For data acquisition using the demonstrator, the silicon threshold was set to ~30 keV, the BGO energy window from 300–700 keV, and the Si-Si, Si-BGO, and BGO-BGO timing windows to 425ns, 230ns, and 25ns, respectively. Since virtually all interactions of 511 keV photons are Compton scatter in the silicon, the energy of a valid event ranges from the 30 keV threshold through ~340 keV. Due to both the small FOV and the single-slice geometry, the rate of detected events resulting from Compton-scatter in the object is low although this warrants additional investigation for geometries lacking such collimation. Presently, wide timing windows are needed to accommodate time-walk associated with the large range of silicon pulse-heights. In a system capable of operating at counting rates necessary for small animal imaging, the wide windows will lead to an unacceptable random coincidence rate. Improved time resolution for silicon, however, is under active investigation in our laboratory. Typical random coincidences in this geometry for Si-Si events were <5% of the total for the resolution phantom studies. Detector normalization factors were calculated using both measurements and modeling for each coincidence event class. Calculated object attenuation was included in the normalization.

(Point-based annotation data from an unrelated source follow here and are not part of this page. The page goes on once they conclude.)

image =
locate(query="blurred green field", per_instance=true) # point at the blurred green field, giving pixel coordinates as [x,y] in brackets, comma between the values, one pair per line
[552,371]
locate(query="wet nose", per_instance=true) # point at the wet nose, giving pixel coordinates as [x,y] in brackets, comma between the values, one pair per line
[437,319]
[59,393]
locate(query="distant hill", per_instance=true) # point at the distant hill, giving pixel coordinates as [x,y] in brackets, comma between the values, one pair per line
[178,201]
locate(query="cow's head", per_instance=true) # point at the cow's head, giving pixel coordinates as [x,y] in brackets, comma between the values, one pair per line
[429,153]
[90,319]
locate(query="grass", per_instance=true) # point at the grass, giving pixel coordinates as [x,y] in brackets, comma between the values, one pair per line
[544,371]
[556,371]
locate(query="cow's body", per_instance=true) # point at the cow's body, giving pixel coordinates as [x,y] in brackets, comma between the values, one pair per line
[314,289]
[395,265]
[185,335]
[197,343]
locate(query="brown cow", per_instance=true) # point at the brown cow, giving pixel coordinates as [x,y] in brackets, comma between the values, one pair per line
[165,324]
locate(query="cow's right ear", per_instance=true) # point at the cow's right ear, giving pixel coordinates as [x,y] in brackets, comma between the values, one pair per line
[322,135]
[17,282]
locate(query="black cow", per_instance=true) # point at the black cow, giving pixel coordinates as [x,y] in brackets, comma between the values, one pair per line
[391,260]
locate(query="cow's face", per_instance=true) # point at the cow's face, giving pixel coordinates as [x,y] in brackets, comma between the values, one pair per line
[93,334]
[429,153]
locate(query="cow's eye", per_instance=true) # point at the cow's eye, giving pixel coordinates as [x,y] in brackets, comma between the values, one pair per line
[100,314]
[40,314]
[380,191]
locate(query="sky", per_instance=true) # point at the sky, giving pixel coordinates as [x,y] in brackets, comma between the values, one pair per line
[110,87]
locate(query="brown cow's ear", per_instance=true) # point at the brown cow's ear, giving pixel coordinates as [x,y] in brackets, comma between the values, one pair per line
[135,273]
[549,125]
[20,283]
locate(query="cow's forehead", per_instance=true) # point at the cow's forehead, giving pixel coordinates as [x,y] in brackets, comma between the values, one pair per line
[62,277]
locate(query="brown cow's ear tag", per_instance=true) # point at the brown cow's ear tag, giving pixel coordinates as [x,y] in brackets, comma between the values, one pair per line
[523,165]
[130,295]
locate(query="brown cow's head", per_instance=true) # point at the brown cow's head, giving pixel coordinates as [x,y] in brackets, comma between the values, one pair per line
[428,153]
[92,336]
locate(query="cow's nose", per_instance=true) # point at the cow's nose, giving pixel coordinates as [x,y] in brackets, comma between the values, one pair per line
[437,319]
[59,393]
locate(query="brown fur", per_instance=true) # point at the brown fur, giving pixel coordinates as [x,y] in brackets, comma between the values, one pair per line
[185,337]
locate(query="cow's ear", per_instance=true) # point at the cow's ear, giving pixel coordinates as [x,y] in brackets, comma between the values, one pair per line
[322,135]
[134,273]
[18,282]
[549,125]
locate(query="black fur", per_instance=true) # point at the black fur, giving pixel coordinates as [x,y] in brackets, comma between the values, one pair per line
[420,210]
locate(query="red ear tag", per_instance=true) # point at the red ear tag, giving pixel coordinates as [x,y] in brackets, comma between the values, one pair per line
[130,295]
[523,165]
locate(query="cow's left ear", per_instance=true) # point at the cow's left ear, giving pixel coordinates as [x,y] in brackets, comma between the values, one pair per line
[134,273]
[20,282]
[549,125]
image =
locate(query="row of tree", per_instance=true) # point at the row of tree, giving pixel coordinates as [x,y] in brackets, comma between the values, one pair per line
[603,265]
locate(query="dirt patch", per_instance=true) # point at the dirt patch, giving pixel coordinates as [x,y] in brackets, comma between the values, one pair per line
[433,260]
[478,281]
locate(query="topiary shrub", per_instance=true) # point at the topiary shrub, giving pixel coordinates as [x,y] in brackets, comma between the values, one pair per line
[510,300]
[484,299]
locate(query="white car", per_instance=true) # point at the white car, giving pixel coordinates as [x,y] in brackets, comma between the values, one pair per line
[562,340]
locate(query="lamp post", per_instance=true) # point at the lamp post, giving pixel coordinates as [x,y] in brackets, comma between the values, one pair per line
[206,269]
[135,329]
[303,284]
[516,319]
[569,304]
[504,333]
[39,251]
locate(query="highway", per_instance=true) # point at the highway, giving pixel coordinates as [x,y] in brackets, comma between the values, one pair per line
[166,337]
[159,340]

Fig. 5 shows images reconstructed from micro-Jaszczak resolution phantom measurements acquired using the demonstration instrument using ~185 MBq of ¹⁸F-fluorodeoxyglucose (FDG) over an interval of 5 hours. Rod sizes in the resolution phantom are the same as for the simulation in the previous section (4.8mm, 4.0mm, 3.2mm, 2.4mm, 1.6mm, and 1.2mm) and the order is the same as for the reconstructions shown in Fig. 4 (Si-Si–40 iterations, Si-BGO–200 iterations, BGO-BGO–1000 iterations). In this case, Si-Si events comprise 3.4%, Si-BGO 20.5%, and BGO-BGO 76.1% of the 1.2 x 10⁷ collected coincidences. For reconstruction, the same system model for reconstructing the simulated data in Fig. 5 was used (responses of 0.7mm, 1.2mm, and 3.2mm FWHM for Si-Si, Si-BGO, and BGO-BGO events, respectively). The hot ring around the resolution phantom is real and not visualized in the Si-Si reconstruction due to the slightly smaller FOV size (45 mm vs. 50mm diameter). Trends in these reconstructions correspond to those in Fig. 4 with the exception that the Si-Si reconstruction is significantly noisier due to fewer coincidence events. Composite reconstructions are shown in the bottom row using 200 iterations for Si-Si+Si-BGO (left image) and 1000 iterations for all events (right). While reconstruction from Si-Si and Si-BGO events is perhaps slightly better than either reconstruction alone (the outer ring is correctly reconstructed and the blurring slightly less for the smallest diameter spots), reconstruction from all events reduces performance somewhat. This is due both to a significantly slower convergence rate for the combined data and to inaccuracies in modeling the actual response of the BGO-BGO events. If modeling is consistent, there is no reason that including the lowest resolution events should decrease performance. Nevertheless, when the desired operating point is at a resolution much higher than the intrinsic resolution of the BGO-BGO events, one will lose little performance by disregarding them as shown in Fig. 4.

Fig. 5.

Reconstructions from data measured with the demonstrator shown in Fig. 3. Top row left-to-right: reconstructions of a micro-Jaszczak resolution phantom from Si-Si, Si-BGO, and BGO-BGO events alone. Bottom row left: reconstruction from Si-Si and Si-BGO events. Bottom right: reconstruction using all events.

5. Conclusions

To assist in our ongoing investigation of high resolution PET in magnifying geometries we have constructed a demonstration instrument consisting of low resolution BGO detectors and high resolution silicon pad detectors. Preliminary reconstructions of resolution phantom data acquired using the device were presented and performance qualitatively agreed with Monte Carlo simulations from an idealized system. In the coming months, this instrument will be used to evaluate a number of high-resolution PET imaging configurations including those applicable to small animals as well as probes for prostate and head-and-neck imaging in human subjects.